Zu Hector Wilcox’ Verdruss schaltete Douglas Stavenger sich persönlich in die Anhörung ein. Zwei Tage vor dem Beginn der Anhörung lud Stavenger Wilcox zum Abendessen ins Restaurant ›Erdblick‹ ein. Wilcox wusste, dass es sich nicht um einen rein gesellschaftlichen Anlass handelte.

Wenn der jugendliche Gründer von Selene bei der Anhörung anwesend sein wollte, vermochte der IAA-Chef ihm das nicht abzuschlagen, ohne ihn zu brüskieren.

Stavenger gab sich natürlich sehr diplomatisch. Er bot ihm einen Konferenzraum in Selenes Büros an, oben in einem der Türme, die die Kuppel der Grand Plaza trugen. Und der Preis der Gastfreundschaft bestand darin, ihn der Anhörung beiwohnen zu lassen.

»Es wird aber ziemlich langweilig werden«, gab Wilcox beim Essen zu bedenken. Es war dies sein zweiter Abend auf dem Mond.

»Ach wo, das glaube ich nicht«, sagte Stavenger mit jugendlicher Begeisterung. »Alles, was Martin Humphries betrifft, verspricht interessant zu werden.«

Darum geht es also, sagte Wilcox sich und stocherte im Obstsalat. Er verfolgt Martins Fährte.

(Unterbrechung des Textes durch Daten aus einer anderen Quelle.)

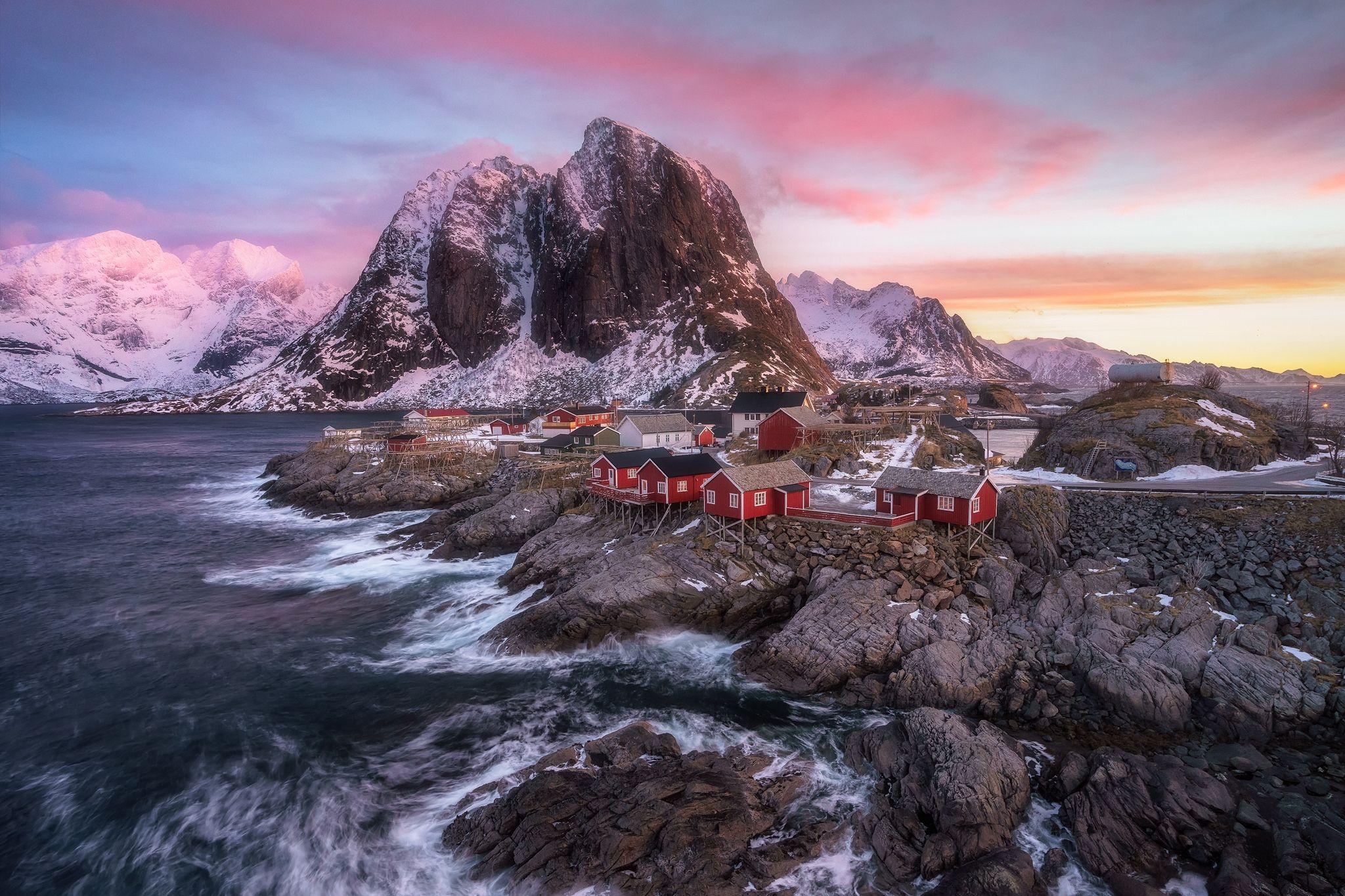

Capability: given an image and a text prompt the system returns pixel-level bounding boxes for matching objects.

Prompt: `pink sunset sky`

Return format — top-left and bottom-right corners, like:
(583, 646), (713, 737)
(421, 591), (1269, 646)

(8, 0), (1345, 375)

»Mr. Humphries wird bei der Anhörung nicht anwesend sein, müssen Sie wissen«, sagte er.

»Wirklich?« Stavenger schaute überrascht. »Ich dachte, dass Fuchs ihn der Piraterie bezichtigen würde.«

Wilcox legte die Stirn in schier abgrundtiefe Falten. »Piraterie«, sagte er spöttisch. »Papperlapapp.«

Stavenger lächelte fröhlich. »Darum geht es doch bei der Anhörung, nicht wahr? Es soll der Wahrheitsgehalt dieser Anschuldigung geprüft werden?«

»Ach ja, natürlich«, sagte Wilcox hastig. »Genau darum geht es.«


* * *

Fuchs hatte die beiden ersten Nächte in Selene schlecht geschlafen, und in der Nacht vor der Anhörung glaubte er vor lauter Nervosität überhaupt nicht schlafen zu können. Seltsamerweise schlief er jedoch die ganze Nacht durch. Pancho war nach Selene gekommen und hatte ihn zu einem schönen Abendessen im Restaurant ›Erdblick‹ eingeladen. Vielleicht hat der Wein dem Schlaf etwas nachgeholfen, sagte er sich, als er sich an diesem Morgen die Zähne putzte.

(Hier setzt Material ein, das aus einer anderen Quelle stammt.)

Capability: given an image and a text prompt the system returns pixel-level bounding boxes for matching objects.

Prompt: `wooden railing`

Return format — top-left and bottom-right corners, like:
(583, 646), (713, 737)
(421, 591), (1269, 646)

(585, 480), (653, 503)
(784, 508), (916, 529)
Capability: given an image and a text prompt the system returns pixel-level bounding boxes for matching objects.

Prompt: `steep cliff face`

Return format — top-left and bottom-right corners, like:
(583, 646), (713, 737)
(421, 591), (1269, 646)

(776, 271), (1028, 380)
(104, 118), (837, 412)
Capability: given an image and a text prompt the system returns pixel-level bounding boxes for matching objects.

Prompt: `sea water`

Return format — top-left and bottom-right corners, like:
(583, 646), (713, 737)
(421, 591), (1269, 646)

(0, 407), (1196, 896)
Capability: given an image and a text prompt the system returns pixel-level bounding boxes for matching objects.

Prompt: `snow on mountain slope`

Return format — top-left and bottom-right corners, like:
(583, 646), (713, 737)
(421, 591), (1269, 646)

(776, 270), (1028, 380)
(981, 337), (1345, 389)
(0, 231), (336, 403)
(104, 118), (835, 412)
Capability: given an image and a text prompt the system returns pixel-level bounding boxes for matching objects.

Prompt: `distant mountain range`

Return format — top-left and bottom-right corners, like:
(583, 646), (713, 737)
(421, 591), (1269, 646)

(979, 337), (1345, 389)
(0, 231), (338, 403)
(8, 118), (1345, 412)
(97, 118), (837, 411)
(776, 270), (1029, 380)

Er wusste, dass er geträumt hatte, aber er konnte sich kaum noch an die Träume erinnern. Amanda kam darin vor, und George, und eine vage dräuende Gefahr. An die Details erinnerte er sich aber nicht mehr.

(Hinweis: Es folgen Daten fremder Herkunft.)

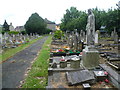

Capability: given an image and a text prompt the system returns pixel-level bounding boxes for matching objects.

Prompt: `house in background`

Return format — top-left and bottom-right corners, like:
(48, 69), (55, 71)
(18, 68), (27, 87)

(44, 18), (56, 31)
(15, 26), (25, 32)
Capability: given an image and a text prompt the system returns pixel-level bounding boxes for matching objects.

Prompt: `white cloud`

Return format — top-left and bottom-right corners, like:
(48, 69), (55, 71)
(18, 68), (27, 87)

(0, 0), (119, 26)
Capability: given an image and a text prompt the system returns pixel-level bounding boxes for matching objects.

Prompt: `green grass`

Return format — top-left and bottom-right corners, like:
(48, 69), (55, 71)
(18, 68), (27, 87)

(22, 36), (52, 88)
(0, 36), (43, 62)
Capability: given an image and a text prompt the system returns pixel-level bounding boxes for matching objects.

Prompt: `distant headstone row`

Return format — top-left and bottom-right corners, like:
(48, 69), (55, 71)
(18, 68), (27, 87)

(0, 33), (40, 48)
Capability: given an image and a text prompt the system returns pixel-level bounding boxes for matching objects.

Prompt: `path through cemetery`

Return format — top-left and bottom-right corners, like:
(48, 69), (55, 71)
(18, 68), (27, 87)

(2, 36), (47, 88)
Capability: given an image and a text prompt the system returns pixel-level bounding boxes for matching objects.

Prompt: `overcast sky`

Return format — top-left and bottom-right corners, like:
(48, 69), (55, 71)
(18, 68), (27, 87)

(0, 0), (120, 27)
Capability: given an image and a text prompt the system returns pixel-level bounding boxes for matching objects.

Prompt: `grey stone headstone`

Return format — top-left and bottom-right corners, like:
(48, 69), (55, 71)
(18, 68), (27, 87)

(82, 46), (99, 68)
(86, 9), (95, 46)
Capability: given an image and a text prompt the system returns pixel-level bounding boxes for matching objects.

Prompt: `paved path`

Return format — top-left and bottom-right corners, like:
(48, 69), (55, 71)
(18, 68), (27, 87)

(2, 36), (47, 88)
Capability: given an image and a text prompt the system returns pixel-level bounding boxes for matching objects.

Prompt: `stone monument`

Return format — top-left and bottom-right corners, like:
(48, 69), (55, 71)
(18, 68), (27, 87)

(82, 9), (99, 68)
(86, 9), (95, 46)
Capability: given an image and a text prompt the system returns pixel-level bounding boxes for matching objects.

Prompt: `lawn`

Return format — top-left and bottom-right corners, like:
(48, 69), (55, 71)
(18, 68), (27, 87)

(22, 36), (52, 88)
(0, 36), (43, 63)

Als das Telefon läutete, glaubte er schon, es sei Pancho, die ihn abholen und zur Anhörung begleiten wollte.

Stattdessen zeigte der Wandbildschirm Amandas schönes Gesicht. Fuchs verspürte eine jähe Freude wegen ihres Anrufs. Doch dann sah er, dass sie abgespannt und besorgt wirkte.

»Lars, Liebling, ich rufe an, um dir alles Gute für die Anhörung zu wünschen und dir zu sagen, dass ich dich liebe. Hier ist soweit alles in Ordnung. Die Prospektoren erteilen uns mehr Aufträge, als wir bewältigen können, und die HSS-Leute haben bisher überhaupt keine Schwierigkeiten gemacht.«

Natürlich, sagte Fuchs sich. Sie wollen keinen Verdacht erregen, während diese Anhörung läuft.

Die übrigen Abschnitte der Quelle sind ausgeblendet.